After publishing that post, I had the pleasure of seeing demos of three projects built using the Coko framework of components. Hindawi’s Phenom, UCP/CDL’s Editoria and eLife’s Libero. On the one hand, these projects have all taken a lot of work to get to their current level of maturity, and that might give some technology leaders pause before considering a similar strategy. On the other hand, what I saw were three well-made platforms that represent at the very least a proof of principle. Arguably, these early adopters have been the ones getting the grass into shape on the proverbial common land.
Now, it just needs a community. Oh, is that all?
The next challenge will be to build that much needed community, if the project is to expand beyond a small group of dedicated pioneers.
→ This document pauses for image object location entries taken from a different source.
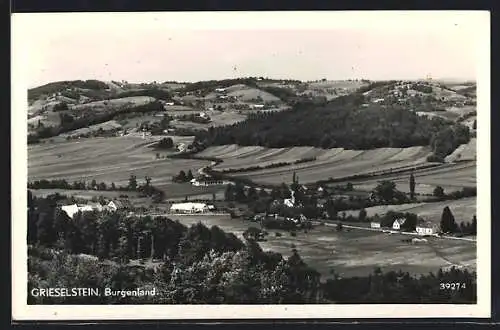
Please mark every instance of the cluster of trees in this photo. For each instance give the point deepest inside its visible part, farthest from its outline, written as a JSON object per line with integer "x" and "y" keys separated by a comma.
{"x": 182, "y": 177}
{"x": 88, "y": 120}
{"x": 386, "y": 193}
{"x": 146, "y": 188}
{"x": 447, "y": 139}
{"x": 401, "y": 287}
{"x": 165, "y": 143}
{"x": 287, "y": 95}
{"x": 440, "y": 194}
{"x": 205, "y": 87}
{"x": 423, "y": 88}
{"x": 272, "y": 165}
{"x": 76, "y": 185}
{"x": 201, "y": 266}
{"x": 195, "y": 118}
{"x": 54, "y": 87}
{"x": 340, "y": 123}
{"x": 61, "y": 106}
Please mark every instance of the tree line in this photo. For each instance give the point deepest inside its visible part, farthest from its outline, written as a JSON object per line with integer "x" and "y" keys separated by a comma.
{"x": 341, "y": 123}
{"x": 201, "y": 266}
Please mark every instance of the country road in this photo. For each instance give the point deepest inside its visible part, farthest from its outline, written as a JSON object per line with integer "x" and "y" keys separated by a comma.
{"x": 392, "y": 231}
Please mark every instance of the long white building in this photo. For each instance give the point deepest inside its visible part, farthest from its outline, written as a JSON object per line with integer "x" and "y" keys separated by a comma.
{"x": 190, "y": 208}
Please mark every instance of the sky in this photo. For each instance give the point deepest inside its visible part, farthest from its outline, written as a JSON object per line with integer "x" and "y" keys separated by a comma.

Between eLife, Hindawi, University California Press and California Digital Library, there’s a lot of coverage in terms of influence in potential community groups. Also, looking at the community page on the Coko website, there are some interesting members.
Funders, open access publishers, university presses, and library publishing service providers seem like potential growth areas, if there are enough resources available to drive development and support its maintenance. Learned societies would be a valuable asset to the community. As of yet, nobody has connected the platform to a subscriber database and there aren’t yet any tools to help publishers with legacy data challenges. Some of those challenges may be addressed by service providers, but that market may still need to mature. With all the caveats mentioned, there is an interesting opportunity for coopetition that I think publishers would be well served to consider.
I would like to see open source continue to grow as part of our industry’s technology strategy. Part of my reasoning is admittedly philosophical. A wise developer by the name of Melvin Conway once said:
organizations which design systems … are constrained to produce designs which are copies of the communication structures of these organizations.
As our industry tries to adapt to the changing needs of academia, we’re going to need to support more collaborative and open workflows. In addition, we will likely face increasing calls to be more open ourselves as academics begin to see open source as a necessary part of transparency and perhaps even a sine qua non of open research. Changing the way we work will not be easy. It will mean forming new types of business relationships with different types of service providers, who in turn will have to actively nurture development communities to ensure that standards and good practice are met. As Paul Mollahan said:
…this is a key challenge for these emerging communities; without the right level of time and effort dedicated to these activities, divergence can quickly occur reducing the potential benefits for the wider communities. Ensuring this effort and cost is recognised and managed is often a barrier to long term success
In the end, however, there should be economic benefits. By standardizing further around use cases, using open standards, and common workflows, there’s an opportunity to share risk and bring significant efficiencies.
If we’re to figure out how to support researchers in being more open and collaborative, we need to better understand what it means to be open. By doing so, we can hopefully follow the example of other technology driven industries and collaborate in a way that shares risk, reduces costs and improves sustainability.